Apart from looking at the legal structure and risks facing a business, a legal audit is also an appropriate time to dig down into cashflow and forecasts and compare financial performance to forecast targets and the industry average. It will open opportunities for renegotiation with suppliers that are reliant on the company and will also put into sharper relief dependence on late paying customers. Look for those constantly asking for discounts or who change the goals but want the same price as it may be time to sever ties with them – you may need the business but you shouldn’t take on every job that comes through the door.
Consider written agreements with all customers. These should establish clear expectations for when payments are due and what happens when payments are past due, such as charging interest or referral to collections. You could also consider collecting deposits from new clients or ones who are chronic late payers.
In terms of costs, sales, prices and profits, in performing an audit it’s possible to examine sales for signs of year-on-year growth that are not keeping up with inflation while looking at those services that are not making the right level of profit.
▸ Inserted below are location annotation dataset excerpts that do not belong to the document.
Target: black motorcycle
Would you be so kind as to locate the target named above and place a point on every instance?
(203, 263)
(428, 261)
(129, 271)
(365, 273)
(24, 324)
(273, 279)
Similarly, the process should help establish the true break-even point of the business. Don’t assume that cutting staff will bring the balance sheet into rude health.
A legal audit should lead to a greater understanding of how business expenses affect your business. It will also suggest a proper working cash reserve for unexpected events while noting how up to date the business is in paying its bills and if there’s any scope to look for better finance deals. Firms should always benchmark everything that the company buys – not just paper and ink, but everything including insurances, coffee, pens and loo roll.
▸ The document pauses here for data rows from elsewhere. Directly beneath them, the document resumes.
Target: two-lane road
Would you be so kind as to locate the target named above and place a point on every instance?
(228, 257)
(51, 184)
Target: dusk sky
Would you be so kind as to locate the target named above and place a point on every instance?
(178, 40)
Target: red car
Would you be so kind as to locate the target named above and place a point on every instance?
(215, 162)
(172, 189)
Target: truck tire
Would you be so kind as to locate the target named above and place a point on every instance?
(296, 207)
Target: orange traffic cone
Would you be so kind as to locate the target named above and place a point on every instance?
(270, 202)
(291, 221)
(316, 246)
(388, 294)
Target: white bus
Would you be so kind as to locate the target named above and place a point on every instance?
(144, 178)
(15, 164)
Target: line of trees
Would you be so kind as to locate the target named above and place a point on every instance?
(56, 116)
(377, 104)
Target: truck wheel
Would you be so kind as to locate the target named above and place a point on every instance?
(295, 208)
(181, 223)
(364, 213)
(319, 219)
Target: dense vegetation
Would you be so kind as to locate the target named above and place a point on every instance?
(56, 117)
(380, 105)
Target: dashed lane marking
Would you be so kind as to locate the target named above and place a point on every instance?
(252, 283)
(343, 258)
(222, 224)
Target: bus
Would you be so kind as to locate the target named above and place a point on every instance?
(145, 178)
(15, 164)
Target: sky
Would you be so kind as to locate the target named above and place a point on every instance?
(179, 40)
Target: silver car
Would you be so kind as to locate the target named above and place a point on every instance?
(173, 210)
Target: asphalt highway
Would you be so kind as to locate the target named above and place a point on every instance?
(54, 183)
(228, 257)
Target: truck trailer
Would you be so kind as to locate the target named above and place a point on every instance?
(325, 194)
Fixing issues with working capital
Identifying an issue with working capital management is one thing. Doing something about it is another. If you recognise any of sign of an issue – holding too much stock, cash tied up in equipment, pressure from suppliers to pay faster, or a greater reliance on bank overdraft – a number of actions will need to be taken including:
Ensuring senior accountability and operational responsibility for working capital management
Being proactive in all areas of working capital management, from sales forecasting through to cash collection
Prioritising attention and effort through ongoing segmentation of customers, suppliers and inventory
Using a short-term cashflow forecast as a proactive management tool, not a retrospective measure of cash
Setting cash and working capital targets – monitoring them using a combination of simple key performance indicators and cash calls
Focusing on the day-to-day and not just the period end.
Bookkeeping and accounting systems need verification. Consideration needs to be given to how easy it was to gather financial data to conduct the legal audit. When you can’t access accurate financial data quickly, you run the risk of letting problems spiral out of control before you are aware of them.
Sources of advice
Undertaking a legal audit will require specialist advisors.
The BPIF offers members a number of services that can help with advice on health and safety, human resources, environment, and legal matters (www.britishprint.com/membership-services). Another body that may be able to offer advice is the Federation of Small Businesses (www.fsb.org.uk/benefits).
A good specialist lawyer and accountant is essential. Either ask for recommendations or seek a lawyer from the Law Society’s website at (solicitors.lawsociety.org.uk). It’s possible to drill down by location and area of speciality. In terms of accountants, they can be found via one of the professional accounting bodies, such as the Association of Chartered Certified Accountants, the Institute of Chartered Accountants in England and Wales and the Institute of Chartered Accountants of Scotland.